🍫38.Bölüm🍫

5.1K 598 416
                                    

|FEZA'DAN|

Mahmut'un yirmi tane mantı kapadığı süreçte bir tane yapmış olmakla gurur duyuyordum. Hamuru da harcı da o hazırlamış ve oklavayla kocaman bir yufka açmıştı. Bıçakla hepsini eşit eşit kesip içine eşit miktarda harç ekledikten sonra ilkinin yapılışını hepimize göstermişti. Bu konuda hamarat olduğunu kabul etmeliydim. Eli hangi işe yatkınsa sorgulamadan yapıyordu.

"Mahmut torunum pazı sarması da yapar mısın? Malzemeler var dolapta etli olsun. Bizim dizi başlayacak birazdan."

Ben Mahmut onları reddeder diye düşünürken "Tamam nenemler siz keyfinize bakın." diye bağırdı.

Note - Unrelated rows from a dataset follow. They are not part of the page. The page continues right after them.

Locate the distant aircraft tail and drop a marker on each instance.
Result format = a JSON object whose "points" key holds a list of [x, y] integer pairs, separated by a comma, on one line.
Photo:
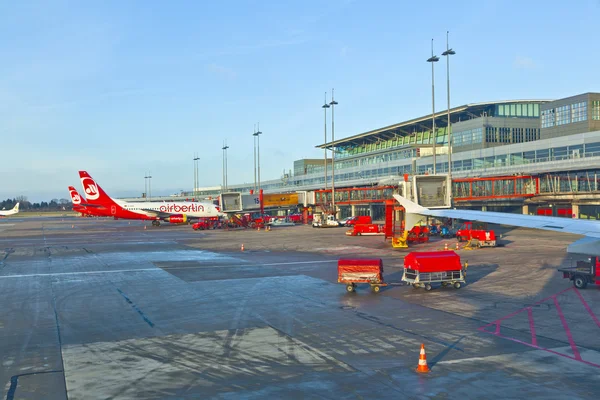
{"points": [[75, 197]]}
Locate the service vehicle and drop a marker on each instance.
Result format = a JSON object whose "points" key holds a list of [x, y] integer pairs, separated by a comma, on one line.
{"points": [[327, 221], [354, 271], [426, 268], [359, 219], [366, 229], [477, 235], [583, 273]]}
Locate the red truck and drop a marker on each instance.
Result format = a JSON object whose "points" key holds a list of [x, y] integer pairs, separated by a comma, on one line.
{"points": [[422, 269], [479, 235], [366, 229], [353, 271], [585, 272], [359, 219]]}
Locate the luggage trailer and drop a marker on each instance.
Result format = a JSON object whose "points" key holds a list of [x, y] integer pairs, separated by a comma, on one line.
{"points": [[424, 269]]}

"Şekil verirken un kullanmayın yoksa haşlarken açılırlar. Hem çorba yapsam mı ki? Hangisini yapsam acaba?"

Çekinerek de olsa "Domates çorbası olsa." dediğimde bana gülümseyerek baktı.

"Seviyor musun? İstersen fesleğenli yaparım."

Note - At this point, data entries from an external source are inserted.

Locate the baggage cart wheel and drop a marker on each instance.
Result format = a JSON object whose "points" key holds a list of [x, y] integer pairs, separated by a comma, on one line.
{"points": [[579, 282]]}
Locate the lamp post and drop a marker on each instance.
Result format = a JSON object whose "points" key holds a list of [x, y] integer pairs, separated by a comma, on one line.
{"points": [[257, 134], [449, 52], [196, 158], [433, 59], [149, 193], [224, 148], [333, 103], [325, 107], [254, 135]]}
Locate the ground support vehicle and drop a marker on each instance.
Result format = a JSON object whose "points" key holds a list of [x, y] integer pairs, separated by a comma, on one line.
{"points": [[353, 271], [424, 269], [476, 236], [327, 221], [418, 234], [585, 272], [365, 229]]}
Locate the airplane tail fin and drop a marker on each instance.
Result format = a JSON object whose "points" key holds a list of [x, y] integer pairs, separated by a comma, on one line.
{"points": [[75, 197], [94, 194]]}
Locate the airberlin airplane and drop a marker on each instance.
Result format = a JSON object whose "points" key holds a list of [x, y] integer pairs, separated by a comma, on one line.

Sevmek ne kelime bayılırdım. Başımı hevesle salladığımda bir laf atacak sandım ama o mutfaktaki küçük masanın önünde oturan ve kendi halinde mantı yapan Ekin'in yanına gidip başının üzerinde sıra sıra dizilmiş tencerelerden birini alıp geri geldi. Mutfak fazla geniş olduğu için bir yandan bizi yönlendirip bir yandan da diğer yemekleri yapıyordu.

....

Buram buram domates kokan çorbanın kokusu burnuma geldikçe mest oluyordum. Kaşığın üzerine koyduğu çorbayı tencere kapağını altında tutarak önüme getirdiğinde şaşkınca baktım ona.

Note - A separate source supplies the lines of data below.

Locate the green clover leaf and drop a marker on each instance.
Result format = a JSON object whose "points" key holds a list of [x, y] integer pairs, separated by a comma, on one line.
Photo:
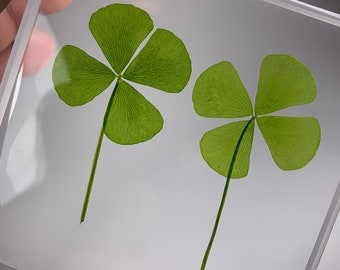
{"points": [[163, 63], [293, 141]]}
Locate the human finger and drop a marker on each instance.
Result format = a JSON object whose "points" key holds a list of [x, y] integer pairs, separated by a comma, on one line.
{"points": [[7, 30], [51, 6], [39, 51]]}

"Tadına baksana ama dikkat et çok sıcak, üfle önce."

Bu sakin halleri bünyemi sarssa da şaşırmayı sonraya bırakıp üfledim çorbaya ve ağzıma uzattığı kaşığa eğilip çorbayı içtim.

"Tuzu falan eksik mi?"

Yüzüme beklentiyle baktığında baş parmağımı kaldırıp 'süper' işareti yaptım ve "On numara beş yıldız." dedim.

"Temel bu kadar yemek yapmayı nasıl öğrendin? Baksana beş çeşit yemek oldu bile, tatlı bile yaptın."

"Annem her şeyi öğretti. Beni küçükken sen erkek adamsın bu iş sana göre değil diye değil sen insansın ve gücünün yettiğini yapacaksın diye eğitti. O yüzden bir kadın bu yemekleri tek başına yapınca görevin deniyor ama erkek oldu mu garip karşılanıyor gözüyle bakmıyorum. Bana nasıl yapıyorsun diye sormak yerine diğerleri nasıl yapamıyor diye sorgulamalısın."

Aklı başında ve güzel bir cevaptı ve Sina da kayıtsız kalamamış olacak "Annen mükemmel kadınmış. Benim annemde öyle olsaymış keşke." dedi ve katlettiği mantıya geri döndü. Bu konuda fazlasıyla haklıydı.

....

Kıymalı böreği Mahmut'un yapmış olmasına inanmadığım için pişman olmuştum çünkü çorba ile bile doyabilirdim. O kadar lezzetliydi.

"Eee İlkay kızım nasıl oldu da bu köyü istedin?"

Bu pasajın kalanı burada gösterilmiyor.